Michel Déon, Le Figaro littéraire, 13 février 1997

La grande machine à décerveler

 

Comment aborder l’époque où nous vivons ? Avec l’injure à la bouche, par la caricature, en la mythifiant ou en la niant comme si on n’y rencontrait que des ectoplasmes ? Benoît Duteurtre a choisi le constat, je ne dirais pas simple et plat, mais détaché, un constat que trahit seul le titre : Drôle de temps.
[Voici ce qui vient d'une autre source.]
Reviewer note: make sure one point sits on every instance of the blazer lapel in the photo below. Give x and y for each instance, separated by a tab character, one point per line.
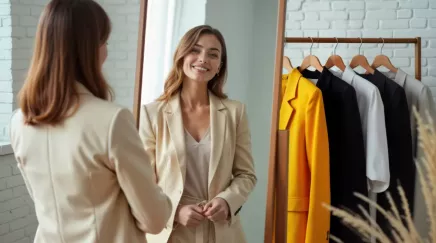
174	119
286	109
218	131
Oui, drôle de temps où gestes, pensées, attitudes sont conditionnés par des lois non écrites, informulables mais tout aussi puissantes et autoritaires que si elles étaient édictées par la grande machine à décerveler telle que l’imagina George Orwell dans 1984. Ce n’est pas que Duteurtre soit sans cœur et je présume même qu’il en a beaucoup devant la misère de ce monde qui débloque pour ne pas employer un verbe plus grossier. Son brillant essai, Requiem pour une avant-garde, où il se montrait si peu  » musicalement correct « , lui a valu quelques coups bas qui ne l’ont pas tous amusé, mais dans la fiction, ce n’est plus l’oreille qui le chatouille, c’est l’œil : des personnages d’aujourd’hui traversent Drôle de temps sans se demander une seconde s’ils existent réellement eux-mêmes, par eux-mêmes. C’est à la fois le comble du dérisoire, et pitoyable.

On peut regarder ce recueil de nouvelles impressionnistes comme le tableau ingénu d’une société qui a perdu les pédales. La solitude écrase les personnages de ces six saynètes, mais, loin de comprendre qu’ils barbotent dans le néant, ils croient que la vraie vie est là. Et tout concourt à les aveugler : le bruit, un langage de convention, une sexualité totalement dépourvue de sentiments et l’image qui, autant que le bruit, les traque partout où ils vont, leur interdisant le moindre retour sur soi. Drôle de temps ! Non, pas très drôle en vérité, et même plutôt sinistre pour les dernières  » âmes sensibles « .

Je ne crois pas qu’on lira  » La Plage du Havre  » sans chagrin. Même la tardive prise de conscience du gâchis de cette plage admirable ouverte aux rêves des aventures atlantiques vient trop tard. La main de l’homme ne réparera jamais le saccage de la volonté des dieux. Alors… que s’est-il passé pour en arriver là, pour que la poésie et la grâce désertent à ce point les relations entre hommes et femmes, entre hommes et hommes puisque, aussi bien, Duteurtre y tient, sans cacher ce que ces dernières relations dissimulent trop souvent de misères comme il l’a écrit dans Gaieté parisienne. Il n’y a pas de réponse, ou peut-être y en a-t-il trop pour que le mal soit curable.

Dans  » Sortie de classe « , Benoît Duteurtre peint le cruel tableau d’une signature de livres en province. L’écrivain descend dans l’arène, découvre son lecteur, mais ce n’est pas la rencontre du gladiateur et de la bête sauvage, c’est la rencontre de deux inconnus dont l’un seul, le lecteur, croit connaître l’autre. Ce face-à-face peut tourner à l’absurde. Débordé par les vedettes de télévision et les politiques qui signent leurs livres à la chaîne, l’écrivain prend la mesure de son isolement. Il lui reste la fierté de ne pas appartenir à l’économie de marché. L’écriture et l’art sont devenus objets de commerce. Il n’avait, au départ, pas vocation de calicot ou de cabotin. Entraîné dans la spirale, le créateur se révèle un toton dans les mains de son marchand. On ne sera pas toujours aussi pessimiste que Benoît Duteurtre mais son portrait d’une société en décomposition est malheureusement d’une justesse implacable. Je crains qu’il ne soit difficile d’espérer voir un jour s’adoucir son regard attristé.